Experten missachtet

Schon im Sommer hat die (alte) Bundesregierung eindrucksvoll bewiesen, wie man Expertenmeinungen schlicht ignorieren kann. Scheuklappentaktik. Damals ging es um das Zugangserschwerungsgesetz. Nun wurde ein Haushaltsplan für 2010 verabschiedet, der eine riesige Neuverschuldung inkl. einiger Steuergeschenke u.a. beinhaltet. Es geht um die Entlastung der Bürger, damit die oft kolportierte Konjunktur wieder in Gang kommt.

Dieser Artikel auf FAZ.net zeigt einige Probleme in den Einzelheiten auf, aber er spricht auch Strukturen an, die nicht direkt finanzielle Aspekte betreffen. Es wird richtig gesagt, dass Wirtschaft zu einem guten Teil Zukunftserwartung – Psychologie – darstellt.
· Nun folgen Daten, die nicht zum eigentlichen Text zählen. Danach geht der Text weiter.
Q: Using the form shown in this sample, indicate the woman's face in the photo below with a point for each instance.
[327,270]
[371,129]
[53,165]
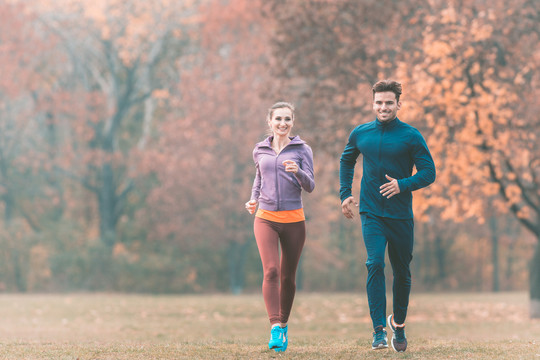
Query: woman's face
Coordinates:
[281,122]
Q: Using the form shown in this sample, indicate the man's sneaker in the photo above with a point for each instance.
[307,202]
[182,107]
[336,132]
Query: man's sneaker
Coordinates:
[285,340]
[380,341]
[276,338]
[399,341]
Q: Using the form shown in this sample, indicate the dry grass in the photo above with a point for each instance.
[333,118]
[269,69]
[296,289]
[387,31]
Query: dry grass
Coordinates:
[322,326]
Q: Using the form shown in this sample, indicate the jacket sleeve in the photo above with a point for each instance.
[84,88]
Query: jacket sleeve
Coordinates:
[256,188]
[305,174]
[347,163]
[425,167]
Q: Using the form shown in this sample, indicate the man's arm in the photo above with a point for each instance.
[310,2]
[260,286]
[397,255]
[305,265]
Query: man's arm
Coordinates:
[425,167]
[347,163]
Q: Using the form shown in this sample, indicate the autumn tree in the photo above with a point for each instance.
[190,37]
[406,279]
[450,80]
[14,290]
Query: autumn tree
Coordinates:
[26,190]
[477,83]
[470,74]
[118,56]
[203,158]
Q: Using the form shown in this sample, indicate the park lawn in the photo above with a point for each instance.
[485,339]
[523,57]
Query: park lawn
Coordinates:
[322,326]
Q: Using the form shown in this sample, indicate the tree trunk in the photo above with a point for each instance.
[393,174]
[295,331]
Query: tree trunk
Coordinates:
[494,252]
[107,205]
[535,281]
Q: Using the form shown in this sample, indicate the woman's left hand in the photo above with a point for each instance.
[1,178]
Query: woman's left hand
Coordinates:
[290,166]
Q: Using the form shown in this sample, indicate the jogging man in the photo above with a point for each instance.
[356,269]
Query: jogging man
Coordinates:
[390,150]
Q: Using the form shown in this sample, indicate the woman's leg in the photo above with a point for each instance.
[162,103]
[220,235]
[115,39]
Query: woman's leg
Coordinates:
[292,239]
[267,239]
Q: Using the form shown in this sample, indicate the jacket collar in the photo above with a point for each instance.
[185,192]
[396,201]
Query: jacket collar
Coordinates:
[295,140]
[387,124]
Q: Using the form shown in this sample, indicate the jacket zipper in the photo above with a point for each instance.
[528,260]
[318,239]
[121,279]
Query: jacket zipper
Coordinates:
[277,182]
[383,202]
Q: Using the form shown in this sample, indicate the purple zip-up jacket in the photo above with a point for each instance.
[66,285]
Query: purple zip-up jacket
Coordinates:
[274,188]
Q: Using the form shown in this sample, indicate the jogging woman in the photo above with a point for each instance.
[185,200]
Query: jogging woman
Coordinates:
[284,166]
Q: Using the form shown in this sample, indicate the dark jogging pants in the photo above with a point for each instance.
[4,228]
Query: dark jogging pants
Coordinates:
[399,235]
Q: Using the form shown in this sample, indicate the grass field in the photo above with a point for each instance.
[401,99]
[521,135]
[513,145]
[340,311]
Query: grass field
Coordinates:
[322,326]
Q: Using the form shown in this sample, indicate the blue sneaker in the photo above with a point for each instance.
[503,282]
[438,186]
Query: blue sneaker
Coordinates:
[285,340]
[276,338]
[380,341]
[399,341]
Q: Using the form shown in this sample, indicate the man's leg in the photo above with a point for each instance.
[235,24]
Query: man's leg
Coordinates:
[375,241]
[400,248]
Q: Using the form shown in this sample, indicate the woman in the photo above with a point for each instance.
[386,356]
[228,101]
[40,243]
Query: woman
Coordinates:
[284,167]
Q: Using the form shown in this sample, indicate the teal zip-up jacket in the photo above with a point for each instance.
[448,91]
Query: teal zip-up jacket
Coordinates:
[391,148]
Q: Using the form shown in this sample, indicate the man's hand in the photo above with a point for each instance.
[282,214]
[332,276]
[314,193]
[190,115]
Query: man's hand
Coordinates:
[347,207]
[390,188]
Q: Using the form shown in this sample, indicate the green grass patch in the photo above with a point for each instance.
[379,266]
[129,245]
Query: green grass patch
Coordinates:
[322,326]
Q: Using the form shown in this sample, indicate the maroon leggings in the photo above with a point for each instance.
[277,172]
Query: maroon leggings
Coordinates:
[291,236]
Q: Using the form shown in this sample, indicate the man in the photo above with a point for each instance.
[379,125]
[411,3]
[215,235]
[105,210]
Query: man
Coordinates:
[390,149]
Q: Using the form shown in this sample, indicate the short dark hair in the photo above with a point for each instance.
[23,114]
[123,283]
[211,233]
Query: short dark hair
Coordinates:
[387,85]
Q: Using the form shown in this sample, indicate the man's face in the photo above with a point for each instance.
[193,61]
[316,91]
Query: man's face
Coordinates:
[385,106]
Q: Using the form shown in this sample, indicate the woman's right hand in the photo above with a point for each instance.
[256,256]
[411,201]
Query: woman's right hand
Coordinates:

Und wenn die Menschen schon allein Skepsis zeigen ob der großen Investitionen, der hohen Neuverschuldung und der Wirksamkeit dieser Maßnahmen – ist das dann sinnvoll?
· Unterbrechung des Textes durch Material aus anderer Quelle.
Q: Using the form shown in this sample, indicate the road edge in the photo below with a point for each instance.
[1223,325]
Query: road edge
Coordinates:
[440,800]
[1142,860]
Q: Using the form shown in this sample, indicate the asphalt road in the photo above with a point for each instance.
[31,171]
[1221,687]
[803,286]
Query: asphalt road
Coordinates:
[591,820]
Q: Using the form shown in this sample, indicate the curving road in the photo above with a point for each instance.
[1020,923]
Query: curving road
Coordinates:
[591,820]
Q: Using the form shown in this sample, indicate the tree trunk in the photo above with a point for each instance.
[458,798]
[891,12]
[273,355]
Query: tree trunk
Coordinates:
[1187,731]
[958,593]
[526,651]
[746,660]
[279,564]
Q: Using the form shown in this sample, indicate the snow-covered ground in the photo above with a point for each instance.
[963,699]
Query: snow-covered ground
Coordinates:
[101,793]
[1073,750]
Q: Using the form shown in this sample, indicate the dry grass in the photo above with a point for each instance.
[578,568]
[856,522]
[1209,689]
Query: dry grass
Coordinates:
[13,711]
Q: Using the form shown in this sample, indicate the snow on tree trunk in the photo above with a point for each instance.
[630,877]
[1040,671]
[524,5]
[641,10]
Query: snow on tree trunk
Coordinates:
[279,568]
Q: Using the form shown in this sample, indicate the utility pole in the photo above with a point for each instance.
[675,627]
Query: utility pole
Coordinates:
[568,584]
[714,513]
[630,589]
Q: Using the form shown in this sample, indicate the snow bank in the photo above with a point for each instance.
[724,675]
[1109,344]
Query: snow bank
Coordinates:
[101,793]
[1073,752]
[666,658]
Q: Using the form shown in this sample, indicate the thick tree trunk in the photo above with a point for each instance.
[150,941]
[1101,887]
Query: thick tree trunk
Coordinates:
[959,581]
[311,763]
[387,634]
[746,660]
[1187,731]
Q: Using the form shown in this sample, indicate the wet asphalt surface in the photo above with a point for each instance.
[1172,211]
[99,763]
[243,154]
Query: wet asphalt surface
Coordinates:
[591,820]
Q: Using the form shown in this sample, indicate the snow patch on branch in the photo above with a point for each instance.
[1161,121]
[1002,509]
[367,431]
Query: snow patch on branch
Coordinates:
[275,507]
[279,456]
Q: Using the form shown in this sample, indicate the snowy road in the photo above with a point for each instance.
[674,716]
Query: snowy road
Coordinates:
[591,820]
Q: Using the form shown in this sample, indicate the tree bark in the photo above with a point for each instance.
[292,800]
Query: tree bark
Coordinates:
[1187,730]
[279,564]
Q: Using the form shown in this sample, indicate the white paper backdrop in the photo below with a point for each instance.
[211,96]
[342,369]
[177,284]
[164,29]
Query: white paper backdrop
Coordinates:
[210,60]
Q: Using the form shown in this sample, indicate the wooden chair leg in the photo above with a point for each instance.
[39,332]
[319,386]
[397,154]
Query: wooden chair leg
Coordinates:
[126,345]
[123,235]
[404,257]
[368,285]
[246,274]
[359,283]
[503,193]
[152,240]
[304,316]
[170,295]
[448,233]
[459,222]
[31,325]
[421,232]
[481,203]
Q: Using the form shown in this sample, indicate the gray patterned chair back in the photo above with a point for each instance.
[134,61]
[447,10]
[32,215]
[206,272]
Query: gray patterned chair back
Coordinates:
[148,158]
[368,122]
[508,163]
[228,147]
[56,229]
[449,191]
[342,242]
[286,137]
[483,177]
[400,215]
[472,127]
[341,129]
Zudem werden Hinweise von Experten erneut in den Wind geschlagen:

Durch die desolate Lage in den öffentlichen Kassen lassen sie sich nicht beirren; und auch nicht von den anderslautenden Ratschlägen der Wirtschaftsweisen, den Bedenken des Bundesrechnungshofs oder der Skepsis in der Bevölkerung. Es scheint, als wolle die Koalition das Wirtschaftswachstum erzwingen, das Deutschland aus der Krise führt und ihr unpopuläre Entscheidungen erspart.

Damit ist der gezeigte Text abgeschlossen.